TwitterNet

Contents

Introduction

Encouraged by the discrimnatory power of sentence embeddings observed in our preliminary EDA, we set out to train a Neural Network model on these embeddings, along with some other features. We call it TwitterNet. Our trained network performed well, with a Validation set accuracy of 96.3% (using a random split) and 95.3% (using a temporal split). We achieved similar accuracies for our test set.

The Power of Sentence Embeddings: To measure the efficacy of sentence embeddings, we conducted an experiment where we substituted the sentence embeddings with Gaussian vectors of same dimension. We did not change the other features (retweets, followers, following). The Neural Net performed poorly with validation accuracy reaching only ~57% by the end of 15 epochs. This confirmed the ability of sentence embeddings to discern among trolls and non-trolls.

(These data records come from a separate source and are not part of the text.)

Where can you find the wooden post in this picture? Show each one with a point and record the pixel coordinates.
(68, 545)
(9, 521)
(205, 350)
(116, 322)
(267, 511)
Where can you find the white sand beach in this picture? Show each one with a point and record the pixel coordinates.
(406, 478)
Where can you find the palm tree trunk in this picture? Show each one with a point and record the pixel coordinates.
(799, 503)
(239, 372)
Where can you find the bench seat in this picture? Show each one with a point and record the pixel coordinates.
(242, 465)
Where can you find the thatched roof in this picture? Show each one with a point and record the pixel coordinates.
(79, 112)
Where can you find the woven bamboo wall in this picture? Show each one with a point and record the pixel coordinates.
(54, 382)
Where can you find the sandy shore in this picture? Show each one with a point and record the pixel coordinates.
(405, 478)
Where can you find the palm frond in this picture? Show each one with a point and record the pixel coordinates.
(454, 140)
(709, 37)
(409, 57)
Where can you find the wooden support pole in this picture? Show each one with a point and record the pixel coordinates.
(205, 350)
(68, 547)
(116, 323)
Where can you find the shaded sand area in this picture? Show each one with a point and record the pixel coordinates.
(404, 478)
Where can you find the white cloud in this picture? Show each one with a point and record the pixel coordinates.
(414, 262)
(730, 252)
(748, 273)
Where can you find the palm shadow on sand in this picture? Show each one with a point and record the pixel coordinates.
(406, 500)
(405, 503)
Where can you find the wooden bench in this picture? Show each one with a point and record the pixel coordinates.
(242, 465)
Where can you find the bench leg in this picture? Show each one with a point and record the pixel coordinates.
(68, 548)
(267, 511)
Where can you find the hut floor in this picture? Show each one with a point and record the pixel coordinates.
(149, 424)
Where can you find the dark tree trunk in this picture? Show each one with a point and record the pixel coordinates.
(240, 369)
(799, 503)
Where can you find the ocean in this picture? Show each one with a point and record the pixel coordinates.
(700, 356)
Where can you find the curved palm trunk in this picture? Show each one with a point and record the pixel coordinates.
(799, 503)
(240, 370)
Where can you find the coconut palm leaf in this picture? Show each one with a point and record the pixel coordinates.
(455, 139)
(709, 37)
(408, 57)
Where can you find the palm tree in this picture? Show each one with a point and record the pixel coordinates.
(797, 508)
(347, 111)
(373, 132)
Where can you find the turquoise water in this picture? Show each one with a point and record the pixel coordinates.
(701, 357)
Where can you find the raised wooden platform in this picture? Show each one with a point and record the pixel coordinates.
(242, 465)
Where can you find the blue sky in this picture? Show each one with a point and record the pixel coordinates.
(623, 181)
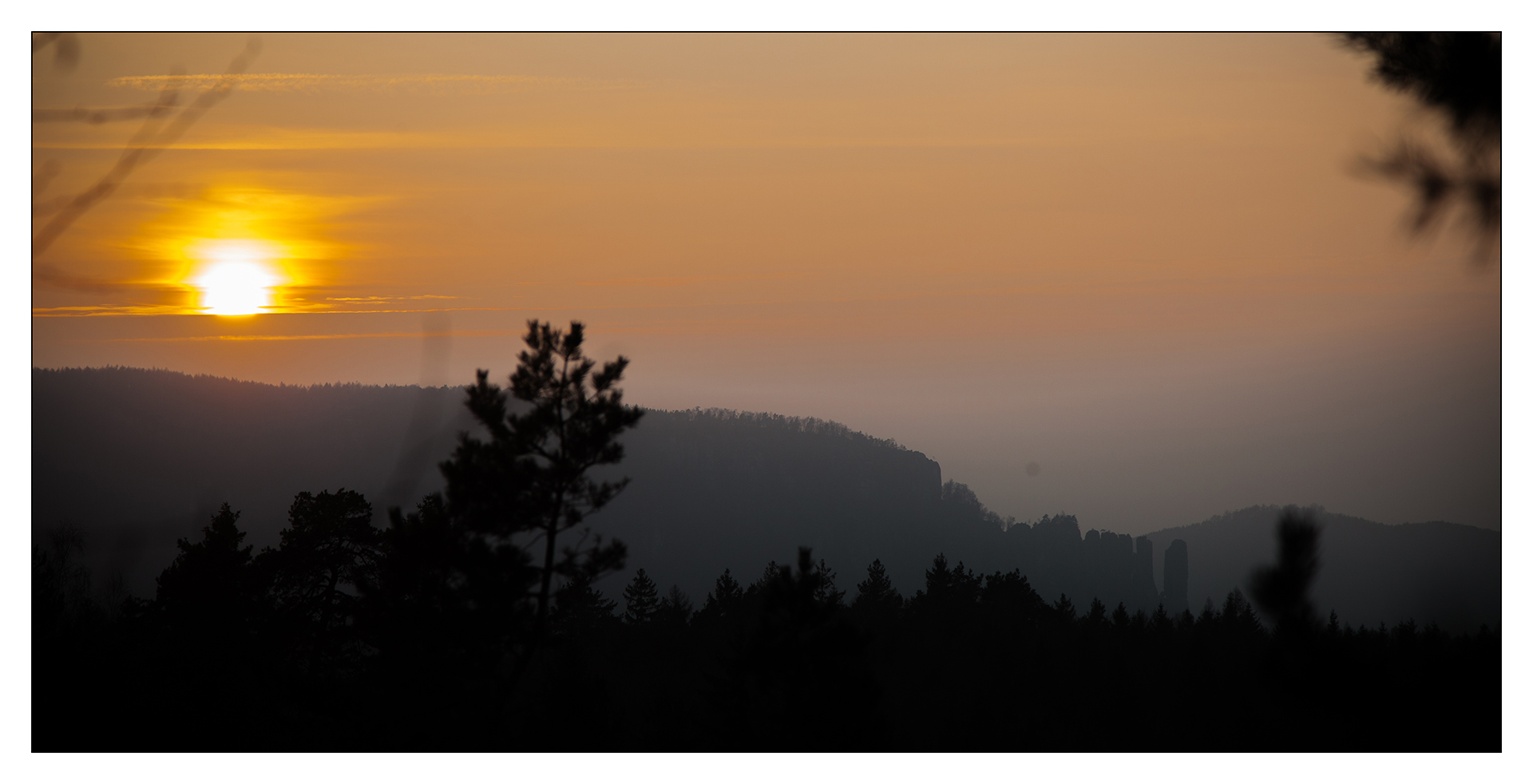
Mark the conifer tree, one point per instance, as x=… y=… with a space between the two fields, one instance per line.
x=531 y=479
x=641 y=599
x=724 y=600
x=675 y=608
x=209 y=582
x=876 y=594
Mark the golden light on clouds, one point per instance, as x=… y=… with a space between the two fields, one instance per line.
x=236 y=278
x=241 y=249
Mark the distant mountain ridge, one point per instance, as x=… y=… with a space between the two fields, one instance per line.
x=140 y=457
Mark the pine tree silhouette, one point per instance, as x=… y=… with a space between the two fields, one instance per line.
x=640 y=599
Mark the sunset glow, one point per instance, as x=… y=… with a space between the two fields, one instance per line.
x=238 y=279
x=1138 y=261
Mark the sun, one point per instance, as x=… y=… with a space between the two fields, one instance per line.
x=236 y=279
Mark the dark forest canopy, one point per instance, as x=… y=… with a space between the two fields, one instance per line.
x=479 y=619
x=137 y=459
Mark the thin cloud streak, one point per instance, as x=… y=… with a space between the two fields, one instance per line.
x=414 y=83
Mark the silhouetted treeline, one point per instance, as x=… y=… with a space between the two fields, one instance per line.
x=353 y=637
x=138 y=459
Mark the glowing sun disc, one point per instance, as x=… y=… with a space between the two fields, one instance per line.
x=236 y=287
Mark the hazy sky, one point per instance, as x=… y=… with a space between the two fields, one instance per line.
x=1144 y=263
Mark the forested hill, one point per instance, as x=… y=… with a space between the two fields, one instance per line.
x=1369 y=572
x=137 y=459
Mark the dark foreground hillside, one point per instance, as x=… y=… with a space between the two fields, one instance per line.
x=431 y=631
x=135 y=459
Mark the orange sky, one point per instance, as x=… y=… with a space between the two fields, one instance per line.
x=1143 y=261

Visualizing Layers of TwitterNet: To understand how TwitterNet is able to discern between Trolls and Non-Trolls, we visualized the output of three fully connected layers of the network. Specifically, we did a forward pass through our network for about 20k training samples, and visualized the first two principal components of the output produced by each layer. Figure 1 below shows the result. One can observe that when just plot the principal components of inputs, the troll and non-troll data is thoroughly mixed. But as we move from the input layer towards the output layer, each successive layer is able to better separate out trolls from non-trolls.

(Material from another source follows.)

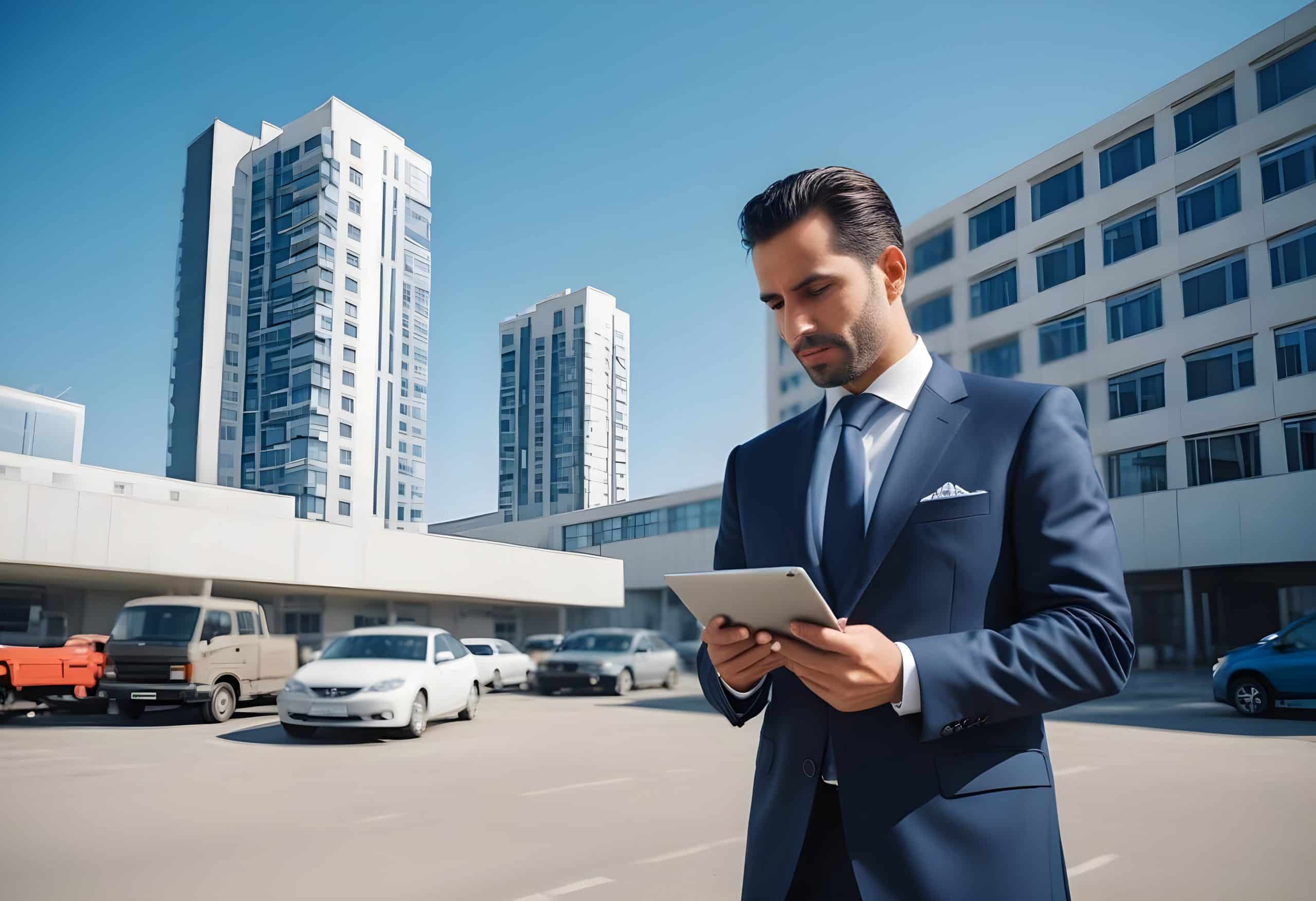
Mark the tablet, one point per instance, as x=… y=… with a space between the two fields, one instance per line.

Fig. 1: First Two Principal Components of Outputs of Layers of Trained TwitterNet We used Random Train-Test-Val split for this experiment.

Data

We used Facebook’s InferSent sentence embeddings generator to encode the content of tweets. Our hyperparameter settings include using a vocabulary of 100,000 words, and using the GloVE pre-trained word embeddings. Each sentence was converted into a vector of length $4,096$.

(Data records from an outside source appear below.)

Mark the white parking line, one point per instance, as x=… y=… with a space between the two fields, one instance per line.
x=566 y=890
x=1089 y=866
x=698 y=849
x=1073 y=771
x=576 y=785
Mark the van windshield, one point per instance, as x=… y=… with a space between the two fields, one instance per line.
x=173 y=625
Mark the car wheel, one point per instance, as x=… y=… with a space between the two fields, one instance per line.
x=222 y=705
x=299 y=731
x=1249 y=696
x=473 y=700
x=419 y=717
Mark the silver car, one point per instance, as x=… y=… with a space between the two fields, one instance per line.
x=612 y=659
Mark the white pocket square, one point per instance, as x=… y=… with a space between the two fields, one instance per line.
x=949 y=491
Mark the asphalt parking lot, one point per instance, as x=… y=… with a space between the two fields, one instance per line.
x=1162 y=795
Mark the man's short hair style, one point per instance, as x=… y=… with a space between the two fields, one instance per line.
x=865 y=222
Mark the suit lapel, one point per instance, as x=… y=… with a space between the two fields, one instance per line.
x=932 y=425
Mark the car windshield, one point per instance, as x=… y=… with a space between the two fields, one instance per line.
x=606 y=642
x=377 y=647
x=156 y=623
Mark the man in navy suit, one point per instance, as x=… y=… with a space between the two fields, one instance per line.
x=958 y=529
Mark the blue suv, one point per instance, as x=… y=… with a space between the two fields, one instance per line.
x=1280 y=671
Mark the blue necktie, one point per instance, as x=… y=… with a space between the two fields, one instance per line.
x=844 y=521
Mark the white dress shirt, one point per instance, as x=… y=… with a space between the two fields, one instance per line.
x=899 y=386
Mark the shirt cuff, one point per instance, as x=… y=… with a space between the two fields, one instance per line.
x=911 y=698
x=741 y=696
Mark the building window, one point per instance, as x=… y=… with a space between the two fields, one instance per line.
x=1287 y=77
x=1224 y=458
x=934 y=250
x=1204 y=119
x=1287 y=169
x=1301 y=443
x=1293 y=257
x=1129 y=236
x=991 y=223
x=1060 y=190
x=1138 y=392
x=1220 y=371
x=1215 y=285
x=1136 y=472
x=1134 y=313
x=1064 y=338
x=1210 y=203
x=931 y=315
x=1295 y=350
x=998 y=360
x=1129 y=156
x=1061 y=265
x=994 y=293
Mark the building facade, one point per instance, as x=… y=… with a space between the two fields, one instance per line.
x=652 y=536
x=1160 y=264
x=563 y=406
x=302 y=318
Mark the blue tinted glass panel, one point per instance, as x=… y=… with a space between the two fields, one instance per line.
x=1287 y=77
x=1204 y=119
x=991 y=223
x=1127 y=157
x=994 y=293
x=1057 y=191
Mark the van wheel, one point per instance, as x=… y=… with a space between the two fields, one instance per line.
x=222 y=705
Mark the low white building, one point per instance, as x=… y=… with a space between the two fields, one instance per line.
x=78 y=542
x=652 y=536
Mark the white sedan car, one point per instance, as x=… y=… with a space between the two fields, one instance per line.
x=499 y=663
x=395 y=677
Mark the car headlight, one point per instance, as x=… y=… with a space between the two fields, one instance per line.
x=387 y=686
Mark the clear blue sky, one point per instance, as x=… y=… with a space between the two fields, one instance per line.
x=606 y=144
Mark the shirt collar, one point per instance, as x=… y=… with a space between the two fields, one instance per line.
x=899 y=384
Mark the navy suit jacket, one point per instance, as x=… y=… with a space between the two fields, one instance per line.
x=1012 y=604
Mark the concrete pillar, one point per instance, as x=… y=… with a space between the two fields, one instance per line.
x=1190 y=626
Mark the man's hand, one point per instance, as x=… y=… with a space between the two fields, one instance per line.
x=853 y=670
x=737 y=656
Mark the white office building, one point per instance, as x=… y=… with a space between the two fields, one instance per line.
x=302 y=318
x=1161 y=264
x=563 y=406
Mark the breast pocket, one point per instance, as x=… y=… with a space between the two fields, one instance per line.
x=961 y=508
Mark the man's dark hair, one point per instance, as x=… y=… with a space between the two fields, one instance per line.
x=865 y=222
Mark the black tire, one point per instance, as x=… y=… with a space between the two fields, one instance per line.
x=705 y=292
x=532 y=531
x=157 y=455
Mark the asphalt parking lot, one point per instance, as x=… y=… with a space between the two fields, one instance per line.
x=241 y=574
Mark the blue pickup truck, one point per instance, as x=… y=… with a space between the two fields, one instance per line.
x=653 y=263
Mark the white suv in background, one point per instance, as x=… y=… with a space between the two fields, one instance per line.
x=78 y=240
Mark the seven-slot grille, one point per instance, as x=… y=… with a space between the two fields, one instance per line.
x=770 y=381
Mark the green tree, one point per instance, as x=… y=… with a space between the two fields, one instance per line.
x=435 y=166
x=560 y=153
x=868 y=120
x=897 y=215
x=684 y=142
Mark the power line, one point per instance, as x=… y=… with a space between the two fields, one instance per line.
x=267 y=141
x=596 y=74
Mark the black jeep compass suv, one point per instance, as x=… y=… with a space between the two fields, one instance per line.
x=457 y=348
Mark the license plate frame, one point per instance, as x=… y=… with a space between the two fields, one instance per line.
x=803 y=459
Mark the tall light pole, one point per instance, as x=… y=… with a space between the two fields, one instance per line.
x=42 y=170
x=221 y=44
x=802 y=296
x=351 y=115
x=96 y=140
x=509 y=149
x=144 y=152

We concatenated the sentence embedding of each tweet, with three other features (number of ‘retweets’, number of ‘followers’, and number of ‘following’) reulting in an input vector of length $4,099$ which we fed into TwitterNet. We standardized the three additional features using training set mean and standard deviation, before concatenating them with sentence embeddings.

TwitterNet Architecture

We used a fully connected Neural Network which we implemented in PyTorch. The table below lists out the details:

Layer Name Type Activation Input Dimension Output Dimension
fc1 Fully Connected ReLU 4099 1024
drop1 Dropout (p=0.7) - 1024 1024
fc2 Fully Connected ReLU 1024 512
drop2 Dropout (p=0.7) - 512 512
fc3 Fully Connected ReLU 512 128
fc4 Fully Connected - 128 2

The only form of regularization we used for our network was the two DropOut layers with a Drop probability of 0.7. we trained using SGD with momemtum of 0.9 and a learning rate of 0.1.

Results

Summary

We trained TwitterNet for 20 epochs for each of random and temporal train-val-test splits. The results are summarized below, and individual experiments follow.

Method Split Type No. of Epochs Train Accuracy Validation Accuracy Test Accuracy
Sentence Embeddings with Neural Net Random 20 96.40% 96.30% 96.09%
Sentence Embeddings with Neural Net Temporal 20 96.48% 95.31% 95.28%
Random Embeddings with Neural Net Random 15 ~75% ~57% -

The last row of the table above shows the results of our experiments when we replaced each $4,096$ long sentence emnbedding with a standard Gaussian vector of same length. We conducted this test to gain confidence in the efficacy of sentence embeddings. As one can observe, the discernability of our Net dropped sharply when we removed the sentence embeddings.

Accuracy Plots

Below we show the accuracy plots for the three experiments summarized above. Using sentence embeddings, both training and validation accuracies achieved high levels just after 1-2 full iterations over our training set.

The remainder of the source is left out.